LULINHA – Ainda não, está começando a ver a coisa toda, só um ano, ainda está deslumbrado, logo vai ver.
Enquanto isso vão passando na tela os documentários sobre as diabruras dos diabretes na Terra, gente que promete e não entrega, gente que entrega produtos podres, super-taxação do Fisco, casas suntuosas de deputados; geladeiras que soltam o gás, cortadores de unha que quebram no primeiro uso, celulares que queimam a mão do usuário, um inferno...
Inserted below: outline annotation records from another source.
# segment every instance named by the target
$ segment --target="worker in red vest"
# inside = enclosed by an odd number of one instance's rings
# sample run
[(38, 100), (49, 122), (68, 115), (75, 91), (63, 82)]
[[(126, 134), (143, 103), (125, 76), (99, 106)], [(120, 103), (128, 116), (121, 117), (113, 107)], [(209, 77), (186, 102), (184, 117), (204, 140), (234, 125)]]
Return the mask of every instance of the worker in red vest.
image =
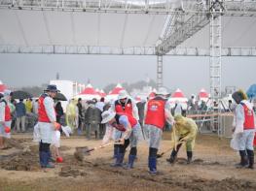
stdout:
[(4, 138), (11, 138), (12, 115), (9, 102), (12, 92), (5, 90), (4, 94), (0, 93), (0, 149), (5, 148)]
[(102, 112), (101, 123), (106, 124), (106, 133), (102, 141), (102, 144), (108, 143), (112, 137), (113, 130), (120, 132), (119, 142), (123, 144), (117, 144), (119, 152), (115, 159), (114, 167), (122, 167), (126, 149), (130, 144), (128, 155), (128, 163), (126, 169), (133, 168), (133, 163), (137, 155), (137, 143), (143, 140), (143, 135), (139, 122), (130, 114), (124, 112), (115, 112), (111, 110)]
[(159, 88), (156, 97), (149, 100), (145, 107), (144, 136), (149, 143), (149, 173), (153, 175), (157, 174), (157, 153), (165, 121), (174, 124), (170, 105), (166, 100), (167, 95), (165, 88)]
[[(138, 109), (136, 106), (136, 103), (128, 98), (128, 92), (126, 90), (121, 90), (118, 95), (118, 100), (114, 102), (114, 104), (111, 106), (111, 109), (115, 112), (124, 112), (130, 114), (133, 116), (136, 120), (139, 119), (138, 117)], [(114, 139), (118, 140), (120, 138), (120, 132), (117, 130), (114, 130)], [(117, 157), (119, 152), (119, 146), (114, 145), (114, 158)]]
[(45, 93), (38, 99), (39, 158), (42, 168), (55, 168), (50, 162), (50, 145), (54, 143), (55, 131), (60, 128), (56, 122), (54, 99), (58, 92), (55, 85), (48, 85)]
[(253, 169), (253, 140), (255, 136), (253, 106), (247, 101), (247, 96), (242, 90), (236, 91), (232, 97), (238, 104), (234, 117), (234, 133), (238, 138), (240, 155), (240, 163), (238, 167)]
Organização (da série Tudo Conto)


Cliente liga para o serviço de banda larguinha de Internet nas bordas da roça, um bairro balneário de cidade média.
Atente o proprietário.
PROPRIETÁRIO – SERVINET, em que posso ajudá-lo?
CLIENTE – olhe, você enviou o boleto para dia 9, recebo sempre antes do dia primeiro, deixei de pagar. Você poderia antecipar para dia 1º, enviar o boleto 10 dias antes, dia 20, ficaria legal para mim. Por outro lado, pago esta no dia 27, com os juros.
PROPRIETÁRIO – vou consultar o financeiro. (tapa a boca do telefone) - Benhê, tem um corno aqui que tá devendo, vamo prorrogar?
BENHÊ – dá não, se facilitar não vamos poder fazer a feira nas datas certas.
PROPRIETÁRIO (para o cliente) – olha, companheiro, infelizmente o financeiro falou que não dá, temos compromissos a vencer.
CLIENTE – mas lá de onde eu venho, da cidade grande, o pessoal dilatava um pouco, uns dez dias, 15, sei lá. Eu pagaria duas no dia 27, posso até antecipar a seguinte. Se não for assim não vou poder pagar, de qualquer jeito.
PROPRIETÁRIO – se o senhor não pagar vamos acionar o jurídico. (fala para dentro de casa) - Júnior, o corno não quer pagar.
JÚNIOR (que está no segundo ano de direito) – pai, to cagando, fala pra ele que depois eu ligo.
PROPRIETÁRIO (para o cliente) – olhe, se o senhor não pagar o jurídico vai entrar em contato com o senhor.
CLIENTE – não precisava isso, é só uma prorrogação. Além disso, o seu serviço não é bom, um dia reiniciei a máquina quatro vezes e tive de reconectar mais de oito.
PROPRIETÁRIO – deve ser problema do seu modem. (para dentro de casa) - Benhê, as gambiarras tão caindo.
CLIENTE – acho que vou passar para outro serviço.
PROPRIETÁRIO – o senhor que sabe. (para dentro de casa) - Benhê, mais um puto que cai fora.
BENHÊ – Adão, você tem de melhorar o serviço, o pessoal tá saindo.
CLIENTE – tá bom, tiau. (para um amigo ao seu lado) – Esses caras podem ser uns pulhas, mas pelo menos são organizados.

Lógica Diabólica (da série Tudo Conto)


(que se pode deduzir apenas olhando a tradicional figura do diabo?)

1. tem chifre, é casado, daí corno;
2. como leva garfo grande gosta de comer;
3. estando vermelho é porque pegou sol;
4. para se mostra tão queimado deve ficar muito na praia; como já vimos, gosta de comer, mas não tem tempo de cozinhar, significando que não abandonou a esposa, apesar de ser corno;
5. por conseguinte, já que se sabe corno e não vai embora, é manso;
6. tem rabo, mas não rabo preso, porisso é político esperto;
7. não é feio (pois foi pintado: “o diabo não é tão feio quando se pinta”).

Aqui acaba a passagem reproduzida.